Posted by charles reilly, a resident of another community,
on Oct 15, 2019 at 5:49 am


Actually, every retired Engineer in Palo Alto has a different design for the grade crossings. Tunnels, overpasses, shuttle trains and nuclear-powered steam engines! Long ago, other cities like San Bruno and San Carlos implemented simple, economical solutions that do not require boring machines or a re-build of the entire downtown area (and all the cross-streets). Time to stop fussing and start building ....


Posted by Grass is greener but took fertilizer, a resident of another community,
on Oct 15, 2019 at 7:55 am

If it's any consolation, Palo Alto has been struggling for years to actually involve the community in a real process.

The original Citizen Advisory Panel was set up in 2018, but it had no power. Residents complained and Palo Alto Staff blamed the consultants and fired them. They then expanded the committee - but again, no power. It was a check the box process. Residents complained. It wasn't until very recently that the City Council stepped in again to empower the XCAP. Let's hope the new group can succeed - it takes a lot more than one empowered group to get this kind of stuff done. They'll need support from the community and the elected leaders.

Most of the grade separations built on the Peninsula were because some enlightened politicians saw the problems, banded together and lobbied the State for a grade separation money to build them. If Caltrain is going to succeed, we need something similar across all the cities that need grade separations. Otherwise, all the cities will keep squabbling and fighting each other for money - and Caltrain can't improve the system unless everyone gets the grade seps done.

But a community driven process is essential. People now understand that infrastructure projects and their location really matter. Getting it right is not just about being thoughtful - it's also about driving the community support needed to advocate for the funding necessary. It's slow and messy, but in the end, it is worth it.

The community needs to step up and advocate for a better process - otherwise, the Cities will take the cheapest and fastest alternative with no regard for the community concerns.
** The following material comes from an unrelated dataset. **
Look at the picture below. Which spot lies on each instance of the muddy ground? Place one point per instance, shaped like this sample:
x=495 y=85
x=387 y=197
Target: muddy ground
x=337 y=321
Perhaps these are the kinds of projects that will get residents to join together and build things we are proud of instead of getting involved in the partisan infighting that seems to be the norm nowadays. Can't we all just get along and work towards the greater good?


Posted by PAer, a resident of Menlo Park: Central Menlo Park,
on Oct 15, 2019 at 8:55 am

MP is the worst when it comes to the grade separation issue. Agreed. Palo Alto isn't much better.
The “community" has varying needs which makes consensus difficult. So to say it's the community vs. the city council / admin. Isn't really fair. Its people in the community who have pushed their agenda by getting on the council or commission etc... vs those who haven't. That's how most cities work.